As relações com as instituições europeias normalizaram-se e os financiamentos europeus voltaram a estar acessíveis. A retoma destes fluxos financeiros apoia o investimento público e incentiva igualmente as empresas privadas a avançarem com novos projetos.
Inflação sobe, mas impacto permanece controlado
A taxa de inflação subiu para 3% em julho, face a 2,5% em junho, um nível considerado ligeiramente elevado pelas autoridades monetárias.
Esta subida é, contudo, amplamente explicada por fatores técnicos. A taxa de IVA, que tinha sido temporariamente reduzida para atenuar o impacto da subida dos preços da energia e apoiar o poder de compra das famílias, regressou ao nível normal, contribuindo mecanicamente para a aceleração da inflação.
Após um primeiro semestre sólido, a Polónia parece bem posicionada para enfrentar uma segunda metade do ano igualmente favorável. A conjuntura económica continua a ser sustentada por investimentos dinâmicos e por uma política monetária estável nos próximos meses.
Polónia consolida-se como uma das maiores economias da União Europeia
O reforço da importância da Polónia insere-se numa tendência de longo prazo. Em 2025, a Polónia tornou-se a sexta maior economia da União Europeia, representando cerca de 5% do conjunto da economia europeia.
Esta progressão reflete a transformação contínua da economia polaca e o reforço dos seus fundamentos. Para os investidores que procuram uma economia europeia que combine crescimento, estabilidade e potencial de desenvolvimento, a Polónia merece particular atenção.

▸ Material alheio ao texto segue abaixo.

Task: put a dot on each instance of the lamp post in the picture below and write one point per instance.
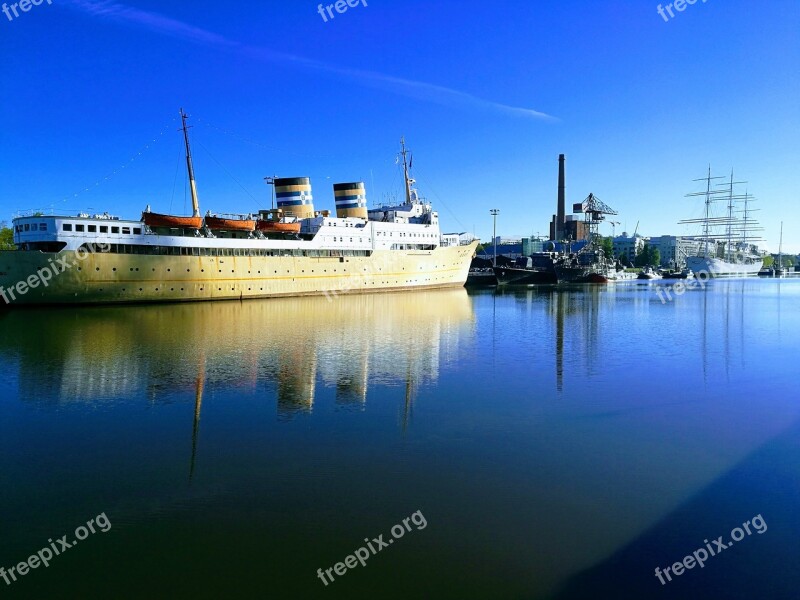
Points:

Consideramos que faz parte dos mercados mais atrativos do continente e deverá continuar a ganhar relevância nos próximos anos.
Bolsa de Varsóvia continua atrativa apesar da forte valorização
Mesmo após uma valorização de perto de 40% nos últimos doze meses, a bolsa de Varsóvia permanece relativamente atrativa.

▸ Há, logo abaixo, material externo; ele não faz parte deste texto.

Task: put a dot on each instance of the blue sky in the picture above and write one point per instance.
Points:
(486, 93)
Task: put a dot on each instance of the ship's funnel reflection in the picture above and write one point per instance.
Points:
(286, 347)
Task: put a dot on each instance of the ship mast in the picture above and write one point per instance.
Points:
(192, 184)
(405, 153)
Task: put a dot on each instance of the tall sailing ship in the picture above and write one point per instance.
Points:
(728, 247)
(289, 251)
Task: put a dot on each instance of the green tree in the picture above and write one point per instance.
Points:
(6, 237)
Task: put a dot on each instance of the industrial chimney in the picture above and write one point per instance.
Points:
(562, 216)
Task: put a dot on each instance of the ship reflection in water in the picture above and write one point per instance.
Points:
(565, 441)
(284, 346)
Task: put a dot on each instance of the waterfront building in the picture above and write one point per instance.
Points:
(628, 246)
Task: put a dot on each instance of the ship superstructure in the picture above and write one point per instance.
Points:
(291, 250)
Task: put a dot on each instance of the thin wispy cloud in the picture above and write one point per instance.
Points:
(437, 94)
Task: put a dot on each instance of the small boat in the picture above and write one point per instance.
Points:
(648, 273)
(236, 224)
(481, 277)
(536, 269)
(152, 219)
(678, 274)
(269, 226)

O rácio cotação/lucros esperados é de apenas 11,2, idêntico à sua média histórica. Face à média europeia (14,6) está igualmente em níveis mais interessantes.
As boas perspetivas de crescimento económico da Polónia continuarão a suportar os lucros das empresas, nomeadamente as financeiras, que têm maior peso na bolsa.

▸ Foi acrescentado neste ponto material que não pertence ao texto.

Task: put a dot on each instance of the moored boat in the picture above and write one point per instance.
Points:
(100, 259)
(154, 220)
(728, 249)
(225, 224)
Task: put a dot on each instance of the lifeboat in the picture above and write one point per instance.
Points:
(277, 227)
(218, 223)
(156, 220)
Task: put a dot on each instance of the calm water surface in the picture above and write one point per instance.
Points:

Naturalmente, também como o baixo PER releva, Varsóvia não é um mercado tecnológico. Este último conta com a conhecida CD Projekt (videojogos: Witcher, Cyberpunk 2077), mas pesa apenas 5%.
Se o elevado crescimento não é o trunfo, permite uma boa diversificação para uma carteira já provavelmente muito exposta às grandes tecnológicas.
Como investir na Polónia através de um ETF
Pode investir na bolsa de Varsóvia através do ETF acumulativo:
iShares MSCI Poland UCITS ETF USD (Acc)
Código ISIN: IE00B4M7GH52; Ticker: IBCJ – Xetra)
TER: 0,74%
As principais ações deste ETF são PKO Bank Polski, ORLEN, Bank Pekao, KGHM e Allegro. O setor financeiro é o mais importante com quase 50% do índice, seguido pela energia com 17%.